While Freedomsburg thought that by making it easy and cheap to do business and taking a hands-off approach would attract all the investors, they unwittingly did just the opposite. By having no safeguards, they have created an environment that is far too risky. In the end, investors would like a project to be cheap and easy, of course, but those concerns pale in comparison to risk. By putting in place regulatory protections, Standarslandia has created a very safe (low risk) environment for investors.
So back to the question at hand. Should my reader’s town allow mobile homes within city limits? It is well within their right to do so, municipal government is charged with setting and maintaining the standards of the community. So the real question then is, is there a cost to lowering standards from previous levels or not having them at all? Unequivocally, there is a cost.
It is not an issue of mobile homes either, this is not a class argument. It has nothing to do with mobile homes or the socio-economic conditions of the people that own them, it has everything to do with the investments that have already been made in the neighborhood and standards that have already been set. A 1930’s craftsman neighborhood would be damaged just as much from a Mcmansion as it would from mobile homes. It is not an issue of who occupies the home, but the design of the home itself and the context in which it is in. How will changing the existing standard affect the neighborhood and those that have already invested in it?
On a side note, maybe cities struggling with these issues should contemplate addressing their affordable housing problem.
The issue we have to accept first before we can move forward with a decision, is that there are standards in the first place. That this not an all or nothing environment, this is not black or white, not take or leave, not all or nothing.

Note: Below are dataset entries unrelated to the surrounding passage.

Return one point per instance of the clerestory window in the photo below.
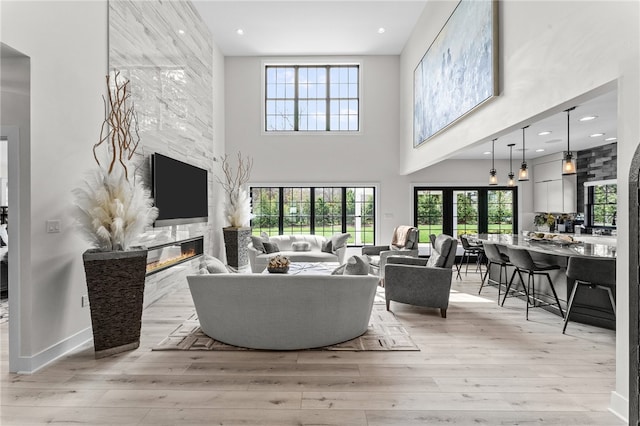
(318, 98)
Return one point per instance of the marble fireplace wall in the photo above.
(167, 53)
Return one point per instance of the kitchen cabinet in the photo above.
(552, 191)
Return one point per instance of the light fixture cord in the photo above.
(568, 126)
(523, 146)
(493, 149)
(510, 159)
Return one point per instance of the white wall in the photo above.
(550, 54)
(66, 42)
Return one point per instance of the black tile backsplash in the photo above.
(595, 164)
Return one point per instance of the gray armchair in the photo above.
(422, 282)
(404, 242)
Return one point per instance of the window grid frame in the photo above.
(327, 98)
(449, 213)
(607, 205)
(312, 215)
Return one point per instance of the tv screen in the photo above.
(179, 191)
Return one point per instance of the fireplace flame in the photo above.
(152, 266)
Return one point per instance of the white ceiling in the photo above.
(350, 27)
(308, 27)
(603, 106)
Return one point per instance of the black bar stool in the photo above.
(522, 260)
(496, 257)
(469, 249)
(594, 272)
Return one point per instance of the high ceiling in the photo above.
(307, 27)
(351, 27)
(603, 107)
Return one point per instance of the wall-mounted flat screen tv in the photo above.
(179, 191)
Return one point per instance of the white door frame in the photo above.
(12, 135)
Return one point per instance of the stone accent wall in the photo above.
(166, 51)
(595, 164)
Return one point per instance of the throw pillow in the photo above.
(339, 240)
(258, 243)
(213, 265)
(270, 247)
(339, 270)
(436, 260)
(357, 265)
(301, 246)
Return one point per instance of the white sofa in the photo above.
(283, 311)
(258, 260)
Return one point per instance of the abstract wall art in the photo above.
(459, 71)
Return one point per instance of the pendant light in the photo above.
(493, 177)
(511, 182)
(568, 163)
(523, 174)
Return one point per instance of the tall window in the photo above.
(500, 211)
(465, 212)
(315, 210)
(602, 204)
(458, 211)
(429, 215)
(312, 98)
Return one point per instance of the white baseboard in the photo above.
(619, 406)
(29, 365)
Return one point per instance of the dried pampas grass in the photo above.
(113, 211)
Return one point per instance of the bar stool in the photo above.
(470, 249)
(594, 272)
(522, 260)
(496, 257)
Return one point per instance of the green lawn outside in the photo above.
(367, 235)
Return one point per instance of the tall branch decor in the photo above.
(113, 206)
(238, 201)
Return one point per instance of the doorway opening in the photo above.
(15, 107)
(634, 290)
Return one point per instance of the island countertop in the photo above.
(550, 247)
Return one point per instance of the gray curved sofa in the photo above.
(281, 311)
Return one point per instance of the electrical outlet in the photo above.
(53, 226)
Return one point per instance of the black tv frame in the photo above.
(177, 220)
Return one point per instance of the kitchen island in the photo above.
(594, 303)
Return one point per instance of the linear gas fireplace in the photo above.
(166, 255)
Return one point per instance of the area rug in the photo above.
(385, 333)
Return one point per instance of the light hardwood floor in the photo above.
(482, 365)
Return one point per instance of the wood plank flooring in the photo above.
(482, 365)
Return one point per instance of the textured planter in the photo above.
(236, 241)
(115, 283)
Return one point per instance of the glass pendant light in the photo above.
(493, 177)
(568, 163)
(511, 182)
(523, 174)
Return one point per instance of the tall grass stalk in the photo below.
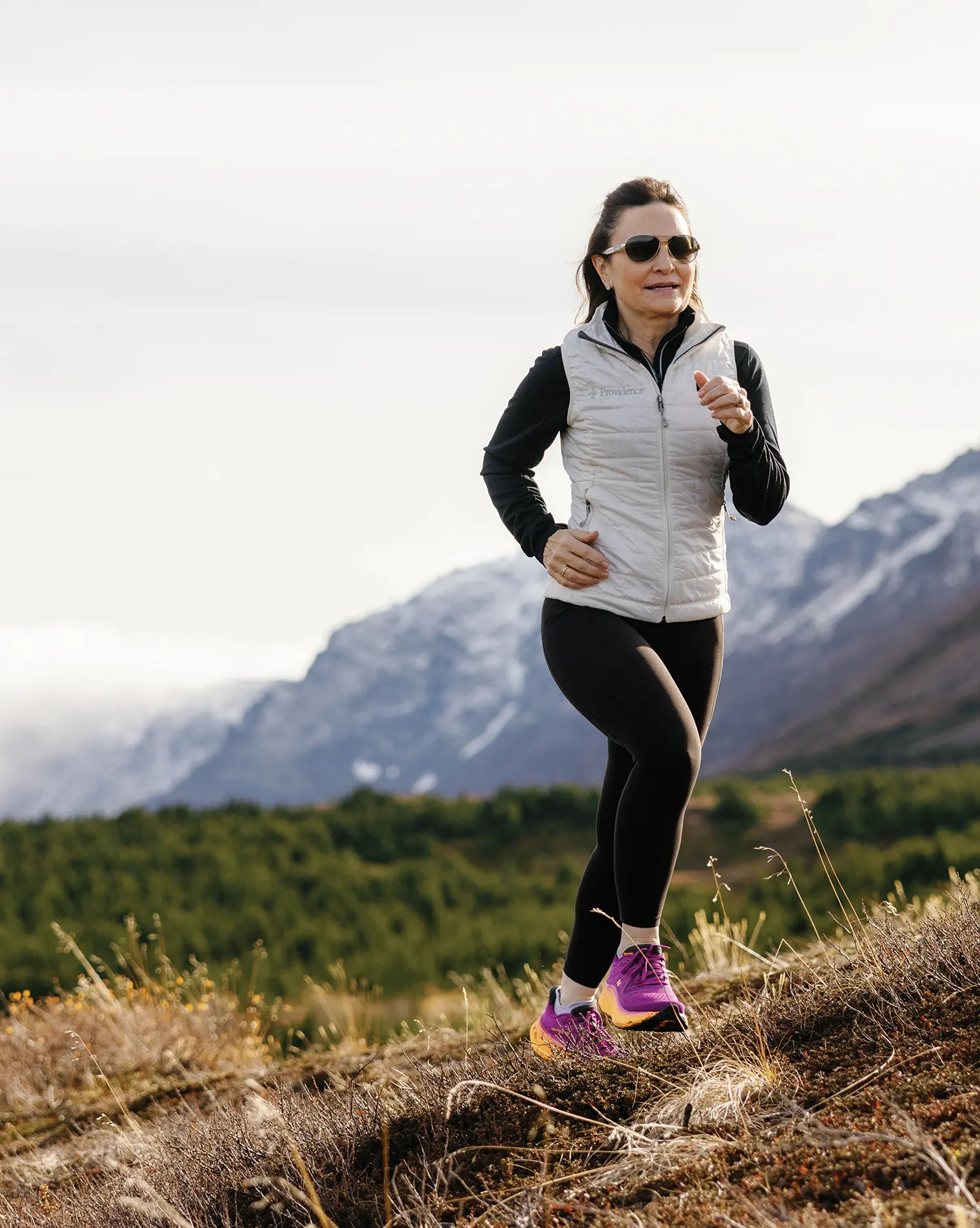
(828, 867)
(764, 1054)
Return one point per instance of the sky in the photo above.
(269, 274)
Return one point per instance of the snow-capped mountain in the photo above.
(839, 637)
(871, 588)
(449, 691)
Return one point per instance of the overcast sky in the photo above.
(269, 274)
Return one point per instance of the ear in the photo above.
(601, 265)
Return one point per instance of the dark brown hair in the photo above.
(632, 192)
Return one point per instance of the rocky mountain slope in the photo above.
(921, 705)
(449, 691)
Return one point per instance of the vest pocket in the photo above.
(706, 495)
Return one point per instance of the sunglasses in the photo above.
(644, 247)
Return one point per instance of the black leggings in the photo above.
(650, 688)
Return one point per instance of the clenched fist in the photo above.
(727, 401)
(572, 559)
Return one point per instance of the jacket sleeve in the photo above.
(533, 418)
(757, 471)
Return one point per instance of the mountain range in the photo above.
(850, 644)
(839, 635)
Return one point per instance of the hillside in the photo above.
(406, 891)
(829, 1085)
(449, 691)
(921, 705)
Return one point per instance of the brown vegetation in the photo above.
(834, 1085)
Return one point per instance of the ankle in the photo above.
(638, 936)
(572, 993)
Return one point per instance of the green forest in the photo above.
(407, 889)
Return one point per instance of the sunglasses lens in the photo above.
(682, 247)
(642, 247)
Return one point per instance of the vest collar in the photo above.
(597, 331)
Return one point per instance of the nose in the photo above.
(663, 262)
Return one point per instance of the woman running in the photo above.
(656, 406)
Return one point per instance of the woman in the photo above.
(656, 406)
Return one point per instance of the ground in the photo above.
(837, 1085)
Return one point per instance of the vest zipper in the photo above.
(659, 381)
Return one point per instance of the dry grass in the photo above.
(833, 1086)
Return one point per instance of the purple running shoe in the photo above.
(638, 993)
(581, 1031)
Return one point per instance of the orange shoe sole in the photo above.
(668, 1020)
(542, 1045)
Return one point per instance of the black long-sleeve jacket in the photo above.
(538, 413)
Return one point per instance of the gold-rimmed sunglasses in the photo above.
(644, 247)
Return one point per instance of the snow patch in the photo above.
(493, 730)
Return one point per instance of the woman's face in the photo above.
(659, 288)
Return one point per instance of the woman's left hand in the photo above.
(726, 399)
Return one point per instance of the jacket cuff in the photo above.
(543, 540)
(747, 442)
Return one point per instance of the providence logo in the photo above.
(614, 392)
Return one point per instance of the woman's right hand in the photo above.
(572, 561)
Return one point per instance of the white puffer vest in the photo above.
(647, 471)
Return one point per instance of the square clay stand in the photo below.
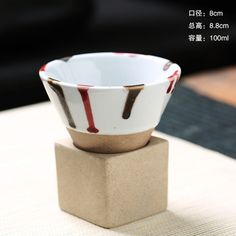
(110, 190)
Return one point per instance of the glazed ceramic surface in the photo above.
(110, 93)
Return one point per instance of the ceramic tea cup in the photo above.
(110, 102)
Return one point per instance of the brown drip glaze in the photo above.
(65, 59)
(134, 91)
(167, 65)
(60, 94)
(83, 89)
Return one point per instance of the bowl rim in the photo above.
(44, 77)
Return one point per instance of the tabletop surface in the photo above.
(202, 189)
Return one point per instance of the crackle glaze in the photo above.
(110, 93)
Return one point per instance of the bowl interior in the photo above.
(108, 69)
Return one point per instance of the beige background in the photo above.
(202, 185)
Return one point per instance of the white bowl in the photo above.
(103, 96)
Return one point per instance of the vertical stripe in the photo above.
(55, 86)
(172, 78)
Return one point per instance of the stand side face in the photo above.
(112, 189)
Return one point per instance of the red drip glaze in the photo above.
(42, 68)
(172, 80)
(126, 53)
(83, 89)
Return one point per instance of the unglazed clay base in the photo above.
(109, 143)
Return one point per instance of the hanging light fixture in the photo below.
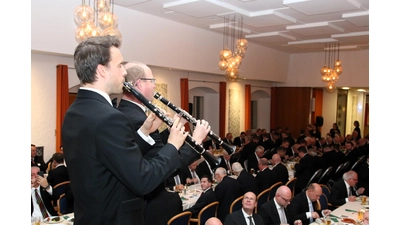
(97, 21)
(232, 51)
(332, 69)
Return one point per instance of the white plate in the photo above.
(50, 220)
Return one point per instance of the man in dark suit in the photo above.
(280, 169)
(246, 214)
(206, 197)
(304, 169)
(40, 185)
(210, 144)
(344, 190)
(275, 212)
(36, 160)
(133, 108)
(239, 140)
(227, 190)
(228, 139)
(266, 177)
(246, 180)
(303, 205)
(102, 149)
(252, 160)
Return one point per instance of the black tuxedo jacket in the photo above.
(46, 198)
(226, 192)
(238, 141)
(58, 175)
(237, 218)
(108, 174)
(247, 183)
(266, 179)
(339, 193)
(299, 206)
(252, 162)
(204, 199)
(270, 214)
(282, 172)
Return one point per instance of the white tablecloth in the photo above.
(349, 210)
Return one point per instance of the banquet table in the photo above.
(347, 210)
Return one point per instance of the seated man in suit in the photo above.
(280, 169)
(41, 195)
(246, 180)
(207, 196)
(266, 177)
(343, 190)
(303, 205)
(252, 160)
(227, 190)
(275, 212)
(304, 169)
(246, 215)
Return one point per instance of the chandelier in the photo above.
(332, 68)
(97, 21)
(233, 51)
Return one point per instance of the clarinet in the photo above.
(229, 148)
(214, 161)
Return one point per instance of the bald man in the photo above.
(245, 215)
(275, 212)
(213, 221)
(280, 169)
(303, 205)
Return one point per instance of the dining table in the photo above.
(347, 210)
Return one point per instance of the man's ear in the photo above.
(101, 70)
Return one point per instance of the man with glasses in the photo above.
(344, 190)
(275, 212)
(246, 215)
(141, 77)
(304, 205)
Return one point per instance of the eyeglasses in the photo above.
(153, 80)
(286, 200)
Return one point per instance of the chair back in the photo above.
(182, 218)
(62, 205)
(274, 187)
(236, 204)
(207, 212)
(61, 188)
(323, 200)
(357, 163)
(325, 176)
(291, 184)
(314, 178)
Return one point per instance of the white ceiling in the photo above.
(292, 26)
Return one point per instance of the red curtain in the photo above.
(247, 107)
(62, 101)
(185, 97)
(222, 108)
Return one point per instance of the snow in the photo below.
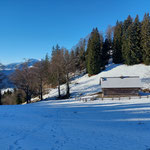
(72, 125)
(76, 125)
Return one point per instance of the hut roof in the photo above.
(121, 82)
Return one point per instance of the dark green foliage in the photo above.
(105, 52)
(131, 47)
(117, 43)
(94, 60)
(145, 39)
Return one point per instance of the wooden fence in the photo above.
(92, 98)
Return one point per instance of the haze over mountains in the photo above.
(10, 68)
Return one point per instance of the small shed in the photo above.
(120, 86)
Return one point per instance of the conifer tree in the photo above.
(145, 38)
(94, 61)
(135, 42)
(117, 43)
(126, 40)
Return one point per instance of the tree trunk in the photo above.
(59, 95)
(0, 97)
(67, 86)
(41, 92)
(58, 75)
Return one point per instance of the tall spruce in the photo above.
(126, 40)
(117, 43)
(145, 38)
(94, 61)
(135, 42)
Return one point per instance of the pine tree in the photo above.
(145, 38)
(105, 51)
(135, 40)
(126, 40)
(94, 61)
(117, 43)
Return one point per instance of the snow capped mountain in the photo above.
(7, 70)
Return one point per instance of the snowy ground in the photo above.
(74, 125)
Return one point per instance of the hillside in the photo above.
(85, 85)
(8, 69)
(75, 125)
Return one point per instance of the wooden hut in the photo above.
(120, 86)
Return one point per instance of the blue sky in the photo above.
(29, 28)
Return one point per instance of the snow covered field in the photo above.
(74, 125)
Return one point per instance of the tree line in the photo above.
(127, 42)
(131, 41)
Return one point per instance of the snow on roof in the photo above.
(121, 82)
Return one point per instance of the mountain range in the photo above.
(7, 70)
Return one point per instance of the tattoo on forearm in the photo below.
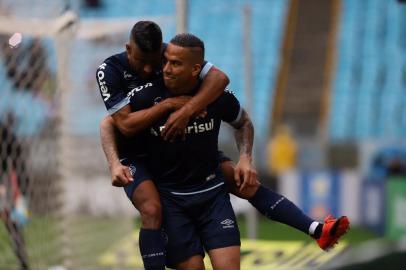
(108, 134)
(244, 134)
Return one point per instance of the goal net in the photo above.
(57, 207)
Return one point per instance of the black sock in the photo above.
(276, 207)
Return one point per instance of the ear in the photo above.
(196, 70)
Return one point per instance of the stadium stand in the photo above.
(368, 94)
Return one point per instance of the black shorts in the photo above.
(198, 221)
(138, 169)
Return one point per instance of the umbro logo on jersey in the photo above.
(102, 82)
(137, 89)
(227, 223)
(133, 169)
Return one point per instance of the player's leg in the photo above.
(277, 207)
(219, 232)
(192, 263)
(184, 249)
(144, 196)
(227, 258)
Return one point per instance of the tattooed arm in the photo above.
(120, 174)
(244, 173)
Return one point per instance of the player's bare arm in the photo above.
(136, 121)
(120, 174)
(244, 173)
(130, 123)
(211, 88)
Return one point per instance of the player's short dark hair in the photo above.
(188, 40)
(147, 35)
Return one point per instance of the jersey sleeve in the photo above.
(111, 89)
(205, 69)
(229, 107)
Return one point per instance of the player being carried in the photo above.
(111, 81)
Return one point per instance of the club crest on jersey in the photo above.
(229, 91)
(157, 100)
(227, 223)
(127, 75)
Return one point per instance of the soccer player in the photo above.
(271, 204)
(120, 77)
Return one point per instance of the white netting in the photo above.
(50, 153)
(30, 123)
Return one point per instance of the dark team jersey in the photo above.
(118, 84)
(187, 165)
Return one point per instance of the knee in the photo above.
(248, 192)
(151, 215)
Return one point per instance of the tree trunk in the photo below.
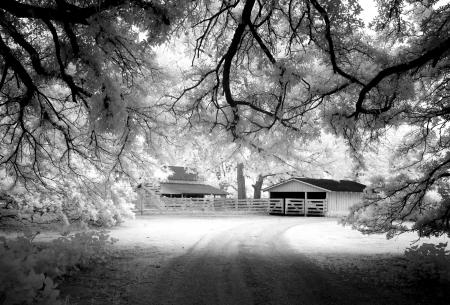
(241, 181)
(257, 187)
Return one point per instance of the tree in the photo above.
(75, 76)
(304, 64)
(77, 102)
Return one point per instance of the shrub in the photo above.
(29, 271)
(428, 263)
(72, 202)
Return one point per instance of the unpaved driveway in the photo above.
(230, 260)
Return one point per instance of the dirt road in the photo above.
(250, 263)
(192, 260)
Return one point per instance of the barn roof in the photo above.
(183, 173)
(327, 184)
(189, 188)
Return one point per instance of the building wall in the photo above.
(295, 186)
(339, 203)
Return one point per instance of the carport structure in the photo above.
(309, 196)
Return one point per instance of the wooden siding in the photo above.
(295, 186)
(339, 203)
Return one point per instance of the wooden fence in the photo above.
(225, 205)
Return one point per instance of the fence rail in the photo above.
(227, 205)
(288, 206)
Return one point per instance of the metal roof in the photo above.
(327, 184)
(189, 188)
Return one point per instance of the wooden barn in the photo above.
(186, 183)
(308, 196)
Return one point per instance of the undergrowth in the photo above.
(31, 271)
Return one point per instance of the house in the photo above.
(185, 182)
(308, 196)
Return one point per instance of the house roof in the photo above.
(183, 173)
(189, 188)
(327, 184)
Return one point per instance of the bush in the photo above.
(29, 271)
(72, 202)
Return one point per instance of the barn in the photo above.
(309, 196)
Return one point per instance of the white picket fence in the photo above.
(195, 205)
(291, 206)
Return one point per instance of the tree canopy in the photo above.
(79, 85)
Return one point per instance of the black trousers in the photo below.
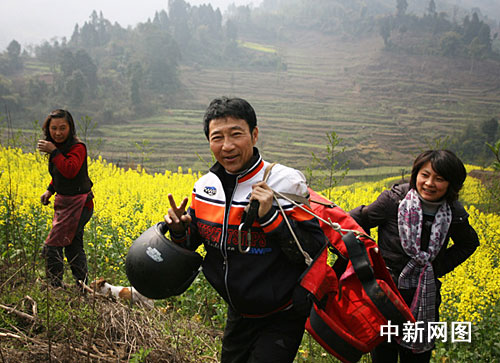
(389, 352)
(275, 338)
(75, 254)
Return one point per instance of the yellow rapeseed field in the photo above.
(127, 202)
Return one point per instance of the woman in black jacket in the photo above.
(73, 205)
(415, 222)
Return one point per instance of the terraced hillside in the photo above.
(385, 106)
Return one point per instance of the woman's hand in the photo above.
(264, 194)
(45, 197)
(177, 220)
(46, 146)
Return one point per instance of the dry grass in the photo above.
(92, 328)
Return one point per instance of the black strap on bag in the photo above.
(361, 264)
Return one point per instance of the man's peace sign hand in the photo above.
(177, 219)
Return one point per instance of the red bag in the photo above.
(355, 296)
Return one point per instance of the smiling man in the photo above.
(267, 309)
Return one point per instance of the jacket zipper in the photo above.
(223, 245)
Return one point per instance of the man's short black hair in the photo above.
(446, 164)
(229, 107)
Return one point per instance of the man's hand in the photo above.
(264, 194)
(46, 146)
(177, 220)
(45, 197)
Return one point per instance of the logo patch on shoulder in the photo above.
(210, 191)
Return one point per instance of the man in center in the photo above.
(267, 308)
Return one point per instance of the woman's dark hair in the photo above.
(59, 113)
(229, 107)
(446, 164)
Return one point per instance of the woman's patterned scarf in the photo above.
(418, 273)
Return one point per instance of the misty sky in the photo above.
(32, 21)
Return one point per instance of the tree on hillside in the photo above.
(385, 28)
(490, 129)
(178, 14)
(10, 61)
(476, 50)
(9, 99)
(431, 9)
(451, 44)
(401, 7)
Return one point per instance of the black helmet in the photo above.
(159, 268)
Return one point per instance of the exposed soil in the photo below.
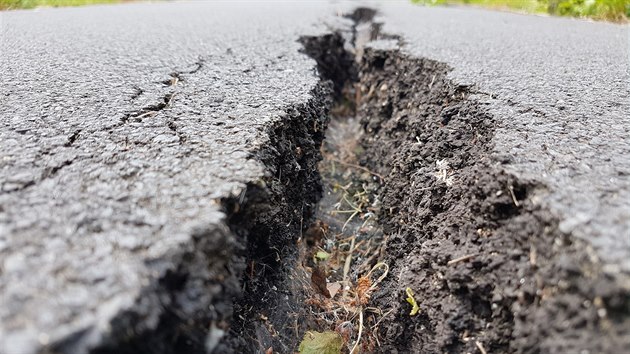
(491, 271)
(488, 266)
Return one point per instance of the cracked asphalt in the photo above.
(123, 126)
(560, 89)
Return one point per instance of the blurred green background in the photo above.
(610, 10)
(29, 4)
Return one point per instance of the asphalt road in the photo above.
(100, 197)
(560, 90)
(122, 127)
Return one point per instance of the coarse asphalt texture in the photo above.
(122, 128)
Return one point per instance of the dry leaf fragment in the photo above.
(318, 280)
(363, 290)
(328, 342)
(410, 299)
(333, 288)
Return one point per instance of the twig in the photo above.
(511, 189)
(346, 267)
(360, 331)
(356, 166)
(481, 348)
(461, 259)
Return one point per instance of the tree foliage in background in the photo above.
(29, 4)
(612, 10)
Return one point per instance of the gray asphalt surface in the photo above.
(560, 90)
(96, 205)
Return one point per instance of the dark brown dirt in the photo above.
(522, 285)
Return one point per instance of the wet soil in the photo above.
(409, 182)
(491, 271)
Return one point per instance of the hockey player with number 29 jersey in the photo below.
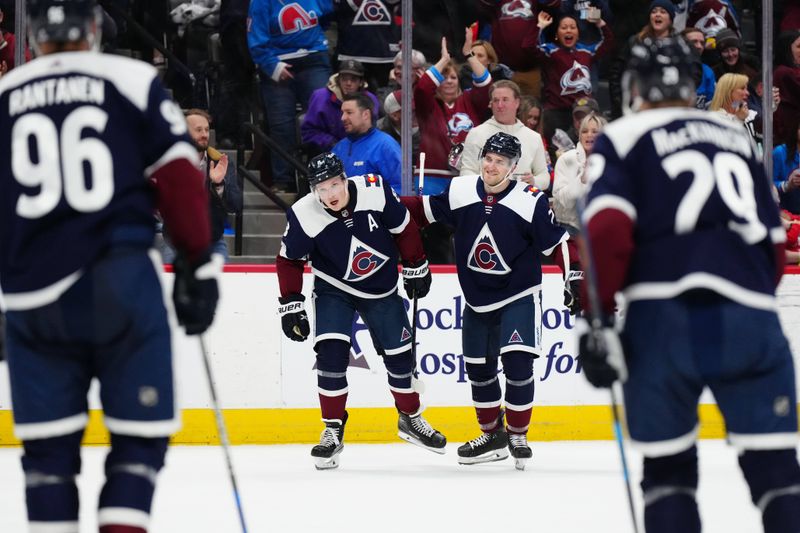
(351, 230)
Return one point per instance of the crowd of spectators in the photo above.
(547, 71)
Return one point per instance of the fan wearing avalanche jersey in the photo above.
(680, 219)
(501, 228)
(351, 230)
(94, 145)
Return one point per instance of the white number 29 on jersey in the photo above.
(60, 159)
(731, 176)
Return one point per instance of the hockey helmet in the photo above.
(323, 167)
(64, 21)
(659, 70)
(503, 144)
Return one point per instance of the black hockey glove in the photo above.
(416, 278)
(195, 293)
(572, 292)
(294, 319)
(601, 354)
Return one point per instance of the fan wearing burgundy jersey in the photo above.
(681, 220)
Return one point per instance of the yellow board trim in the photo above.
(375, 425)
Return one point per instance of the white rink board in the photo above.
(256, 367)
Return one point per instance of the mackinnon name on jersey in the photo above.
(56, 91)
(694, 132)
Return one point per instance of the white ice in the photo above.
(568, 487)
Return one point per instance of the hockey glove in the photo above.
(601, 354)
(195, 293)
(416, 278)
(572, 292)
(294, 319)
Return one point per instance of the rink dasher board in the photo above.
(267, 384)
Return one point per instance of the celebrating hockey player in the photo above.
(352, 229)
(680, 218)
(89, 142)
(501, 227)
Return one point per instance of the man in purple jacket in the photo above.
(322, 124)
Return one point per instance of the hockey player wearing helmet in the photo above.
(501, 228)
(680, 219)
(352, 229)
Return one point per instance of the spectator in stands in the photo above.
(732, 59)
(659, 26)
(530, 113)
(565, 65)
(569, 183)
(391, 122)
(786, 171)
(705, 79)
(224, 194)
(486, 54)
(446, 113)
(322, 124)
(365, 149)
(288, 45)
(504, 103)
(787, 80)
(369, 34)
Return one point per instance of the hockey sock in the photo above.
(485, 393)
(50, 467)
(131, 469)
(774, 480)
(669, 485)
(518, 368)
(400, 369)
(333, 356)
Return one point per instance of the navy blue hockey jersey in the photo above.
(353, 249)
(498, 238)
(700, 203)
(81, 136)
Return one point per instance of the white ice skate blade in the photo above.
(326, 463)
(496, 455)
(416, 442)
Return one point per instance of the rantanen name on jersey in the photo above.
(667, 142)
(56, 91)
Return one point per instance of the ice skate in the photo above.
(331, 442)
(416, 430)
(484, 449)
(520, 451)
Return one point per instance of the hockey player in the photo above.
(696, 246)
(91, 141)
(351, 230)
(501, 227)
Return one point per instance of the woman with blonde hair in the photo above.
(569, 184)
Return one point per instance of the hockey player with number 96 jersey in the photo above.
(681, 220)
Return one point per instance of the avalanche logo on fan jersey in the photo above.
(370, 13)
(485, 256)
(517, 9)
(576, 80)
(294, 18)
(364, 261)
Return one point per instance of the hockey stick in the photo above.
(596, 323)
(223, 434)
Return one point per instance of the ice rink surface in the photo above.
(568, 487)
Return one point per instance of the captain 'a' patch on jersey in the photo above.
(364, 261)
(485, 255)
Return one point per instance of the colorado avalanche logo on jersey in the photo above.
(711, 22)
(517, 9)
(459, 123)
(576, 80)
(370, 13)
(485, 257)
(363, 261)
(294, 18)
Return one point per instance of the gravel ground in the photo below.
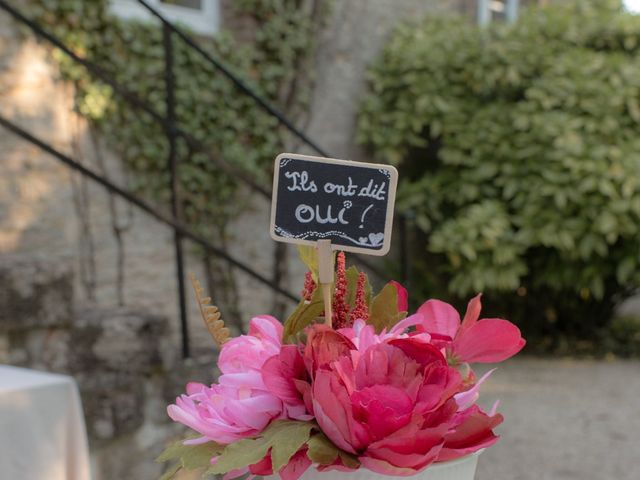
(564, 420)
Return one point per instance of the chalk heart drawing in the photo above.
(374, 239)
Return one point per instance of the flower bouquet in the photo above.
(376, 394)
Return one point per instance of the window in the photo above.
(489, 10)
(202, 16)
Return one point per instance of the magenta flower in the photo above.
(393, 404)
(487, 340)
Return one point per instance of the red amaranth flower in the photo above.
(340, 307)
(309, 287)
(361, 309)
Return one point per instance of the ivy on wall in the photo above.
(208, 105)
(274, 60)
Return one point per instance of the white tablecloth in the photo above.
(42, 431)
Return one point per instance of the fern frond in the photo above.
(210, 314)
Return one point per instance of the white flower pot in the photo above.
(460, 469)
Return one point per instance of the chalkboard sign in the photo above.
(350, 203)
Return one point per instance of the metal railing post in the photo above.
(172, 137)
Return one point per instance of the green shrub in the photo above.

What this isn’t, is an argument of whether or not there are standards. There are. We don’t going to debate if there is a speed limit, but decide what it will be. We don’t debate whether theft is illegal, but what constitutes theft and what the punishment shall be.
There is no debate as to whether or not there are rules and regulations pertaining to land-use. There are. The issue lies in determining where those standards lie. This is where a community must decide what is acceptable, what it wants to be, how does it want to appear and how shall it behave. It is entirely up to this particular community to drop its standards and allow anything to get built, but it would be wise to consider the cost of this. Would this approach benefit the community in any meaningful way? No, the idea of dropping these standards would go directly in the face of what the Supreme Court intended when it ruled 6-3 in favor of the City of Euclid. By upholding the city’s decision to put in place land-use standards, the court was giving Euclid permission to act on behalf of the public and their well-being. It isn’t a question of property rights in the end, but a question of what your city is wiling to accept and whether it will allow an individual’s preferences to diminish the health of the community as a whole.